Book Review: Deep Dive by Rich Horwath
TL;DR
Rating: ★★★★★ (5/5)
Who should read this: leaders; tech folks who live in trade-offs (PMs, staff+ engineers, founders); anyone tired of “strategy” as vibes and slideware.
I didn’t expect a field manual, but I got one!
Rich Horwath’s Deep Dive is a compact, repeatable way to think (and act) strategically, without the usual MBA jargon. It’s pragmatic; it’s visual; it insists on choices (what you won’t do matters as much as what you will do).
Strategy, per Horwath, isn’t a once-a-year retreat. It’s a daily discipline:
- generate insight → allocate scarce resources → translate into action
The big idea
- Strategy ≠ aspiration/best practices/caution. Goals and “we should be more like X” are not a strategy; neither is avoiding hard trade-offs. Strategy is “the intelligent allocation of limited resources through a unique system of activities to outperform the competition.” (Note the word unique; sameness is death.)
- You create advantage two ways: do different things, or do similar things differently (keep asking both questions). Most firms that outperform pick a lane and commit.
What I’ll be stealing
- Ten strategic thinking skills, useful as a self-audit and a team hiring rubric.
- Strategy
- Insight
- Context
- Competitive
- Value
- Resource
- Modeling
- Innovation
- Purpose
- Mental Agility
- Insight sources: Context, Customers, Questions, Models (CCQM). If you don’t reserve calendar time for insight, you won’t get any (the book even cites execs who block “think time”).
- Value disciplines: pick one (Product Leadership, Operational Excellence, or Customer Intimacy) and let it cascade into everything.
- Straddle two? Enjoy mediocrity.
- Strategy Filter: pre-agreed criteria for what gets resources (purpose, business design, strategy fit, impact).
- Say “no” faster; say “yes” with receipts.
- G.O.S.T. without mush: Goal, Objective, Strategy, Tactic—stop mixing them. Then pressure-test execution against the five failure modes (faulty strategy, unclear resourcing, poor communication, weak accountability, no calibration).
Trade-offs
- Resources come in three flavors—tangible, intangible, human—and not all are equal.
- To anchor a strategy, resource must be hard to copy, generate customer value, be sustainable, and lack easy substitutes.

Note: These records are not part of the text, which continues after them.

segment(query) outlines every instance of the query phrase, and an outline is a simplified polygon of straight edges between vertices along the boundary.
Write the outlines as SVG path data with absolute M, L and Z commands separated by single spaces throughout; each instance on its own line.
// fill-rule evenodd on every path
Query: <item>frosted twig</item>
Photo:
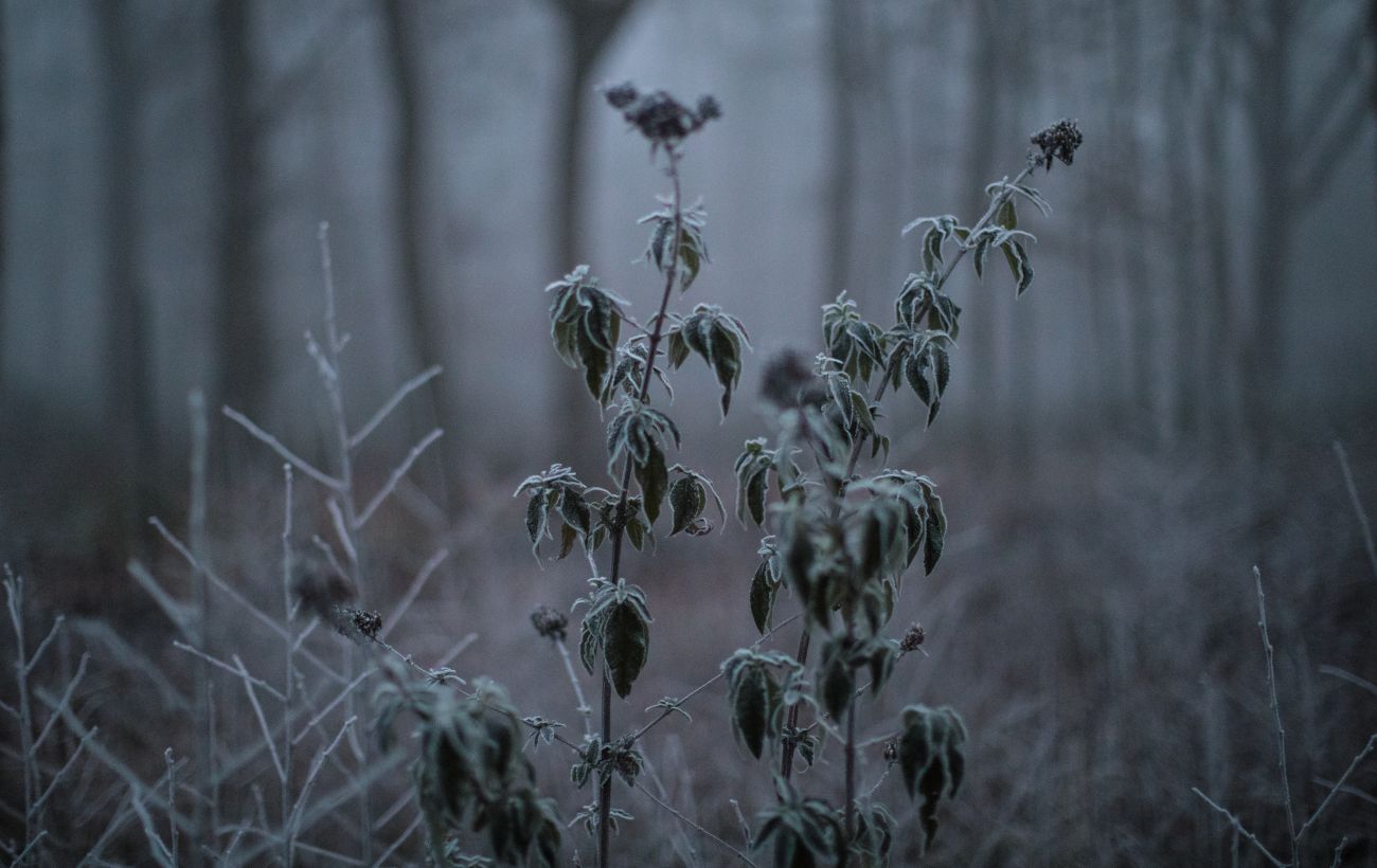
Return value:
M 83 653 L 81 662 L 77 664 L 77 673 L 72 675 L 72 681 L 69 681 L 66 689 L 62 691 L 62 697 L 54 708 L 55 713 L 61 713 L 72 707 L 72 695 L 76 693 L 77 685 L 81 684 L 81 678 L 85 675 L 85 664 L 90 662 L 91 655 Z M 52 733 L 52 728 L 56 725 L 58 714 L 50 715 L 48 722 L 43 725 L 43 730 L 39 733 L 39 737 L 29 744 L 26 751 L 29 757 L 37 758 L 39 750 L 43 747 L 43 743 L 48 740 L 48 736 Z
M 1205 795 L 1203 792 L 1201 792 L 1199 787 L 1191 787 L 1191 792 L 1194 792 L 1195 795 L 1201 796 L 1202 799 L 1205 799 L 1206 805 L 1209 805 L 1210 807 L 1213 807 L 1219 813 L 1224 814 L 1224 817 L 1228 820 L 1230 825 L 1234 827 L 1234 832 L 1237 832 L 1238 835 L 1241 835 L 1245 840 L 1248 840 L 1248 843 L 1250 843 L 1254 847 L 1257 847 L 1257 851 L 1261 853 L 1263 857 L 1267 858 L 1267 861 L 1270 861 L 1271 864 L 1276 865 L 1276 868 L 1287 868 L 1286 862 L 1283 862 L 1282 860 L 1279 860 L 1275 856 L 1272 856 L 1271 850 L 1268 850 L 1267 846 L 1261 840 L 1257 839 L 1257 835 L 1254 835 L 1254 834 L 1249 832 L 1246 828 L 1243 828 L 1243 821 L 1239 820 L 1238 817 L 1235 817 L 1232 813 L 1230 813 L 1230 810 L 1227 807 L 1219 805 L 1217 802 L 1215 802 L 1213 799 L 1210 799 L 1208 795 Z
M 419 597 L 421 590 L 425 587 L 431 574 L 434 574 L 435 569 L 445 563 L 446 557 L 449 557 L 449 549 L 441 549 L 439 552 L 435 552 L 435 554 L 431 554 L 431 558 L 425 561 L 425 564 L 420 568 L 420 572 L 416 574 L 416 578 L 412 579 L 410 587 L 406 589 L 402 598 L 392 607 L 387 620 L 383 622 L 383 629 L 379 631 L 379 636 L 387 638 L 387 634 L 391 633 L 392 629 L 402 620 L 402 616 L 406 615 L 406 609 L 412 608 L 412 604 L 416 603 L 416 597 Z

- Translation: protect the crown jewels (brand, talent, proprietary capabilities) and prune the rest.
My 7-day playbook
- Day 1–2 — Context scan: run an OODA loop on market, customer, competitor, and company; sketch two models (Five Forces and SWOT/Opportunity Matrix). Deliver one provocative insight per area.
- Day 3 — Choose a value discipline: pick one (product, cost, or solution) and write the consequences (what we double down on; what we stop).
- Day 4 — Draft the Strategy Filter: 6–8 criteria aligned to purpose, business design, strategy, impact; socialize and adopt.
- Day 5 — StrategyPrint v1: one-pager of WHAT/HOW/WHO/IMPACT plus an Activity System Map. (Force connections from tactics back to strategy; kill or fix or fund accordingly.)
- Day 6 — Resource audit: map key resources to the four tests (hard to copy, value, sustainable, no substitutes).
- Day 7 — Tune-up cadence: put a recurring “strategy tune-up” on the calendar (weekly/biweekly); debate with data; assign owners; close the loop.
Favorite frameworks
- Strategy Design (7 prompts): Purpose, Value, Context, Who, What, How, Advantage. (Yes, in that order.)
- Strategy = Acumen → Allocation → Action: ask daily: What’s the key insight? Where will we focus? How will we win?
- Insight = info × info (non-obvious): if an “insight” doesn’t change a decision, it’s a restatement, not an insight.
Why “Deep Dive”
Most strategy books admire problems; Deep Dive arms operators. It’s relentlessly practical, anti-buzzword, and structurally simple enough to teach your team; then hold them to it. If you’re stepping into leadership (or founder mode), this is the upgrade.
PS: I’m starting a series for books like this—non-tech on the surface, but rich with operational leverage.